Eu adoro, hein? Moro sozinho, sozinho, sou viúvo e assisto televisão.
Mas é uma praga. A coisa mais pérfida do capitalismo – por causa da
necessidade cumulativa irreversível – é a sociedade de consumo. Marx
não conheceu, não sei como ele veria. A televisão faz um inculcamento
sublimar de dez em dez minutos, na cabeça de todos – na sua, na minha,
do Sílvio Santos, do dono do Bradesco, do pobre diabo que não tem o
que comer – imagens de whisky, automóvel, casa, roupa, viagem à Europa
– cria necessidades. E claro que não dá condições para concretizá-las.
A sociedade de consumo está criando necessidades artificiais e está
levando os que não têm ao desespero, à droga, miséria... Esse desejo
da coisa nova é uma coisa poderosa. O capitalismo descobriu isso
graças ao Henry Ford. O Ford tirou o automóvel da granfinagem e fez
carro popular, vendia a 500 dólares. Estados Unidos inteiro começou a
comprar automóvel, e o Ford foi ficando milionário. De repente o carro
não vendia mais. Ele ficou desesperado, chamou os economistas, que
estudaram e disseram: “mas é claro que não vende, o carro não acaba”.

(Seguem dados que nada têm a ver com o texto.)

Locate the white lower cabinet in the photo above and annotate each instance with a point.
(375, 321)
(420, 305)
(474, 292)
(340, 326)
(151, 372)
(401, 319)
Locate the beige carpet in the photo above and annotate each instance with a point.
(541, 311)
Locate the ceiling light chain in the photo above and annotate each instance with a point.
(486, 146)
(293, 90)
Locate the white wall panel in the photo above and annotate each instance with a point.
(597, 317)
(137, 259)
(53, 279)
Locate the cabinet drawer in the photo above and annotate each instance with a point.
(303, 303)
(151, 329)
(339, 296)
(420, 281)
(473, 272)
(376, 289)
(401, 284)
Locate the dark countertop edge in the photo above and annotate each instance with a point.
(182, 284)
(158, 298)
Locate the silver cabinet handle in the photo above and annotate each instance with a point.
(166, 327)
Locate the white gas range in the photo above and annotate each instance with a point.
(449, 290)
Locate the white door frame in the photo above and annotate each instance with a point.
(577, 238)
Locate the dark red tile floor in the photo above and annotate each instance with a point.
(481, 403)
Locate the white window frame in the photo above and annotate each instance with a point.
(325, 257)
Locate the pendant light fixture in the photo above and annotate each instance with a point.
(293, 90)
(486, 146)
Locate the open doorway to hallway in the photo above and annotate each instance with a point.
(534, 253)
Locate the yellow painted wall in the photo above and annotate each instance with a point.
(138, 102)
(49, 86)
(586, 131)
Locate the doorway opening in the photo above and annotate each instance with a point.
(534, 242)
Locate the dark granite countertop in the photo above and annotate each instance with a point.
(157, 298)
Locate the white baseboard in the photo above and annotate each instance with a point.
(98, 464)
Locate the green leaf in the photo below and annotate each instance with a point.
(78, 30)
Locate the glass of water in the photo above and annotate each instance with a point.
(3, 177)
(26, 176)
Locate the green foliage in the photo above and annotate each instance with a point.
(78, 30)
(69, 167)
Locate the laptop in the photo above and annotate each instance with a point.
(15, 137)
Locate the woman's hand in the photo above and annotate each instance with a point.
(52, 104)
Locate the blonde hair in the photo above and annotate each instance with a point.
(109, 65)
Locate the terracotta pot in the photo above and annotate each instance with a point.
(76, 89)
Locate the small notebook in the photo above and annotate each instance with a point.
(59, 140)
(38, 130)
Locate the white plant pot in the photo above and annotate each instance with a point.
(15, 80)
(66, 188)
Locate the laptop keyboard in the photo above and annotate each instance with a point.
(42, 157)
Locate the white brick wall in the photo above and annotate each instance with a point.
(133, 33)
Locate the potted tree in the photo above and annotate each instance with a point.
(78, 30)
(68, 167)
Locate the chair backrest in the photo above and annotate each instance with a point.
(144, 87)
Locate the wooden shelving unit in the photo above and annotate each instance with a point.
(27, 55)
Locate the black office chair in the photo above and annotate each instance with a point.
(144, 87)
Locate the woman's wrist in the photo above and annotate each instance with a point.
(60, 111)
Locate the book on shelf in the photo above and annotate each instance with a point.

O produto industrial não pode ser eterno. O produto artesanal é feito
para durar, mas o industrial não, ele tem que ser feito para acabar,
essa é coisa mais diabólica do capitalismo. E o Ford entendeu isso,
passou a mudar o modelo do carro a cada ano. Em um regime que fosse
mais socialista seria preciso encontrar uma maneira de não falir as
empresas, mas tornar os produtos duráveis, acabar com essa loucura da
renovação. Hoje um automóvel é feito para acabar, a moda é feita para
mudar. Essa ideia tem como miragem o lucro infinito. Enquanto a
verdadeira miragem não é a do lucro infinito, é do bem-estar
infinito.
<QUEM É>
Antonio Candido de Mello e Souza
nasceu no Rio de Janeiro em 24 de julho de 1918, concluiu seus estudos
secundários em Poços de Caldas (MG) e ingressou na recém-fundada
Universidade de São Paulo em 1937, no curso de Ciências Sociais. Com
os amigos Paulo Emílio Salles Gomes, Décio de Almeida Prado e outros
fundou a revista Clima. Com Gilda de Mello e Souza, colega de
revista e do intenso ambiente de debates sobre a cultura, foi casado
por 60 anos. Defendeu sua tese de doutorado, publicada depois como o
livro “Os Parceiros do Rio Bonito”, em 1954. De 1958 a 1960 foi
professor de literatura na Faculdade de Filosofia de Assis. Em 1961,
passou a dar aulas de teoria literária e literatura comparada na USP,
onde foi professor e orientou trabalhos até se aposentar, em 1992. Na
década de 1940, militou no Partido Socialista Brasileiro, fazendo
oposição à ditadura Vargas. Em 1980, foi um dos fundadores do Partido
dos Trabalhadores. Colaborou nos jornais Folha da Manhã e
Diário de São Paulo, resenhando obras literárias. É autor de
inúmeros livros, atualmente reeditados pela editora Ouro sobre Azul,
coordenada por sua filha, Ana Luisa Escorel.
Fonte: Publicado originalmente na edição 435 do Brasil de Fato.